Ilya stood at the threshold.
He looked at the creature the way you looked at something you'd never hoped to see again. Not with fear, exactly. With the particular exhaustion of someone who had already processed the fear long ago and was left only with the residue of it.
[???] "Ah!"
The figure's tone shifted entirely, warm, genuinely so, the formality dissolving like it had never been there.
[???] "Ilya. Old friend. It has been a while since we last met."
[Ilya] "Hello Victor."
Ilya's voice was flat. Two words carrying the weight of a much longer conversation that neither of them seemed interested in having.
Victor, the name settled over the creature like a garment that almost fit. He looked between them with the calm pleasure of someone who had been the subject of a secret and found the reveal satisfying.
[Victor] "Anyhow,"
He turned back toward the far dark with the ease of someone concluding a perfectly pleasant evening.
[Victor] "I will be taking my leave. I'm afraid I can't stick around to chat, Ilya. I have some business to attend to."
He moved toward the shadows at the atrium's edge. Unhurried. The veil shifted around him as he walked.
At the threshold of the dark, he paused. He spoke without turning,
[Victor] "I might visit the Bride. I'll tell her you said hello."

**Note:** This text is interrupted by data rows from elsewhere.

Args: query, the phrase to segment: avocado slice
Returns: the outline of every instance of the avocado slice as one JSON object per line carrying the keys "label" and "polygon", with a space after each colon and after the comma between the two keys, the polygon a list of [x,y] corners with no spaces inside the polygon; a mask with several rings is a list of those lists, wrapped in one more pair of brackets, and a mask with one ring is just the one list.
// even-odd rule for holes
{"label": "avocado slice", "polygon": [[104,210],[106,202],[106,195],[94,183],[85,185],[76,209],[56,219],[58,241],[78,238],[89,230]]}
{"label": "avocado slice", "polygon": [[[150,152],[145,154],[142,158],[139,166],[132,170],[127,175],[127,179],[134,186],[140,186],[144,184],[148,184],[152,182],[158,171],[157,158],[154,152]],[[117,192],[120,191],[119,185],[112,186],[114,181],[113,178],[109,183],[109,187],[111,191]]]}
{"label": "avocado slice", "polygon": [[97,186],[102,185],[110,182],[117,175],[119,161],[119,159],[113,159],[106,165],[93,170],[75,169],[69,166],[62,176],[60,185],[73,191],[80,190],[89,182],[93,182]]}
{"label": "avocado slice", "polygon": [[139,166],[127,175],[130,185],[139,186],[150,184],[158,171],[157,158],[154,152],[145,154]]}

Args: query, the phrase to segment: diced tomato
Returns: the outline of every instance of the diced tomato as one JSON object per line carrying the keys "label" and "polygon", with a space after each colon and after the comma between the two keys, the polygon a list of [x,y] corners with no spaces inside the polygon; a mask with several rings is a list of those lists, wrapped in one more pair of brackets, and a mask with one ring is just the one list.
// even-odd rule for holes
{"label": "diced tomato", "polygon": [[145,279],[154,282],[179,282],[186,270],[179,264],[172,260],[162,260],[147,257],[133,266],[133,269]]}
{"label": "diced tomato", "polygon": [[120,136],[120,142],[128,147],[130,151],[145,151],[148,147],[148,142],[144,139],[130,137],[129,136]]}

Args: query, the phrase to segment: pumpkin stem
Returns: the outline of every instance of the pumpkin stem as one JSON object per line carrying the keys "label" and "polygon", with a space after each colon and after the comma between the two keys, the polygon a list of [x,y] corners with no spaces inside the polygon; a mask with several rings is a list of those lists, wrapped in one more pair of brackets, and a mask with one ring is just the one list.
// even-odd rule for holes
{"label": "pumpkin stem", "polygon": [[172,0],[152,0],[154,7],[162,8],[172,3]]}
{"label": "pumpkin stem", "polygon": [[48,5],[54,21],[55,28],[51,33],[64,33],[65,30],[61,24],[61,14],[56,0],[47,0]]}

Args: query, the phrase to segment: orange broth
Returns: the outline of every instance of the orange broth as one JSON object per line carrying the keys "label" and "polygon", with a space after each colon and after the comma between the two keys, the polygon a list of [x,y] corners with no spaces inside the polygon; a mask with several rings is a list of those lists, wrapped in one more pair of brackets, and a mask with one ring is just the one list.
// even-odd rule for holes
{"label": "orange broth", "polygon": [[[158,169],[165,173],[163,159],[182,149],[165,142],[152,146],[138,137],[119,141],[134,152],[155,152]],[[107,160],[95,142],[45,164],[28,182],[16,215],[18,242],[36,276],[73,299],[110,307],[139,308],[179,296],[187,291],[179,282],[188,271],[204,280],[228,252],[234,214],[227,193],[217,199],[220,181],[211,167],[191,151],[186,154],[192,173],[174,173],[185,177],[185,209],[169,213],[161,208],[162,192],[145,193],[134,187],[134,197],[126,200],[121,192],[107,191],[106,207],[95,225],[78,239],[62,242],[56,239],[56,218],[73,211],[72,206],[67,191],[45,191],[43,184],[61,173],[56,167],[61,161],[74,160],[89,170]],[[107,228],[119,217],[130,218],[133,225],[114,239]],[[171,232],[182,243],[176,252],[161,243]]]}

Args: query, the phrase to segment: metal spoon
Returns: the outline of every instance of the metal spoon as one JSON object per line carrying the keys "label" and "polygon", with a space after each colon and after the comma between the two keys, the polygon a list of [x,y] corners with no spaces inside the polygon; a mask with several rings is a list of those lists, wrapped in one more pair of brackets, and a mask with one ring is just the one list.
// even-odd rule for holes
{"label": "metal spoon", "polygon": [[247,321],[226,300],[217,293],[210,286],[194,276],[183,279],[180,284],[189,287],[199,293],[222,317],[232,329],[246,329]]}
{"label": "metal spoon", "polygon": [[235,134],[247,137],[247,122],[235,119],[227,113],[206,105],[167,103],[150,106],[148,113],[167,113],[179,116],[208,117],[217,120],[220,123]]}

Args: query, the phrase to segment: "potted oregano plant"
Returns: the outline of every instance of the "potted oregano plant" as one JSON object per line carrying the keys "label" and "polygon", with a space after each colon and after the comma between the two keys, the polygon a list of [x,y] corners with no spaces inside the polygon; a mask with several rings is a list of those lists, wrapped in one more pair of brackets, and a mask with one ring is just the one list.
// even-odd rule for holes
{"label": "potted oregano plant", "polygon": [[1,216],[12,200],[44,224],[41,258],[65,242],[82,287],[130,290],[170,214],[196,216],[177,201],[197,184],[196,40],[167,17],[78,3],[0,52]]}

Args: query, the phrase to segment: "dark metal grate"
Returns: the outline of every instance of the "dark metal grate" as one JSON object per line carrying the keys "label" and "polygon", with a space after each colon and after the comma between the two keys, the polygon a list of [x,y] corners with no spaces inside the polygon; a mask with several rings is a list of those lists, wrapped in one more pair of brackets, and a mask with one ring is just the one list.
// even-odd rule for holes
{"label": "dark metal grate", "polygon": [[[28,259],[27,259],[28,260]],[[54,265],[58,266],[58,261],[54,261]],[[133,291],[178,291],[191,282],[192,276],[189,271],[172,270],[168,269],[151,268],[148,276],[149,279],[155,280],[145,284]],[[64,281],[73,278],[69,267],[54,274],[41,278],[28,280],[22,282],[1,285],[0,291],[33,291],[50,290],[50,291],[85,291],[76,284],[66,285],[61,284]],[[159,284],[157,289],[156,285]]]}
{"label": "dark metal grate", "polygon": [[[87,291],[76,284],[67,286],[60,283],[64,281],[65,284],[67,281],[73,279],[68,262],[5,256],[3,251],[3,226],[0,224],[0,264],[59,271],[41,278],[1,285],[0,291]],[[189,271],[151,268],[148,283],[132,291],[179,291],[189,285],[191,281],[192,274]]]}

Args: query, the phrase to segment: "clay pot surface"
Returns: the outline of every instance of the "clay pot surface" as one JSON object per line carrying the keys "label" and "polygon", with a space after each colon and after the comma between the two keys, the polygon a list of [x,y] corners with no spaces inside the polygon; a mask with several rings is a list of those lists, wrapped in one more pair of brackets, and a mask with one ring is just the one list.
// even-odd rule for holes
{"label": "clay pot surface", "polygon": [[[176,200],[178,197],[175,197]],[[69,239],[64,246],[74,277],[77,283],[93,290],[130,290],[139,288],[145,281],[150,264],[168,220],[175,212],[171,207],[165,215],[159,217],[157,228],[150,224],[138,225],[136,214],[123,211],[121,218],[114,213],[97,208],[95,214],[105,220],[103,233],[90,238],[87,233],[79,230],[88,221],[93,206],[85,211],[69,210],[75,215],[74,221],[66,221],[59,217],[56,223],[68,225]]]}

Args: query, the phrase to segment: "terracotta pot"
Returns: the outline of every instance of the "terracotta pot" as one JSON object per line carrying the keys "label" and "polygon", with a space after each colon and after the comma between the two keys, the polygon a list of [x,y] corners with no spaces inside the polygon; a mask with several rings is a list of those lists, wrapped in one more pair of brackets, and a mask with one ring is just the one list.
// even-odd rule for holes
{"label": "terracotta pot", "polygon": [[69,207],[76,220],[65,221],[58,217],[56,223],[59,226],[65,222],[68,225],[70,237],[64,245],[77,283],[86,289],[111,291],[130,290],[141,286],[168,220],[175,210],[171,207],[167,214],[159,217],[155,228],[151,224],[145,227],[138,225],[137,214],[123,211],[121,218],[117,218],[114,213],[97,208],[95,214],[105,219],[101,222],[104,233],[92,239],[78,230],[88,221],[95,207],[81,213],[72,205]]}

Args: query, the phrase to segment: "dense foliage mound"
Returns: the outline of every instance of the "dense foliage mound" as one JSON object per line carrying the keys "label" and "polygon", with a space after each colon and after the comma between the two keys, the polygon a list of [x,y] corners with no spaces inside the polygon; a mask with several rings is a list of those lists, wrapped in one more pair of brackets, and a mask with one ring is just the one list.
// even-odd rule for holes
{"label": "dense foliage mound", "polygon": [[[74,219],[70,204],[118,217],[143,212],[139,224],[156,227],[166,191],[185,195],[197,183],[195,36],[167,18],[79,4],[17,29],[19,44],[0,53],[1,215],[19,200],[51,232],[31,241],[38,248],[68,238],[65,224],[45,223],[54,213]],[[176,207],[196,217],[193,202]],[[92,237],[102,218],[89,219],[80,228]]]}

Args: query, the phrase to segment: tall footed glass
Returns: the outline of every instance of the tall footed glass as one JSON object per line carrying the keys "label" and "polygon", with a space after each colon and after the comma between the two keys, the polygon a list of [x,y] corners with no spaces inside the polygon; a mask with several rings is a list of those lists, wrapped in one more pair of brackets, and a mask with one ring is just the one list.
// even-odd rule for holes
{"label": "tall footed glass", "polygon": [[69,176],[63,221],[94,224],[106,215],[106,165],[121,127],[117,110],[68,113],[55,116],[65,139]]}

The last of the light let go of him.
And then the dark took him, quietly and completely, as if it had been holding a space open for him all along.
The atrium was still. The columns of light from above fell on nothing now. Just an empty wooden chair and the faint impression that something significant had passed through without fully explaining itself.
Behind her, she heard Ilya exhale slowly through his nose.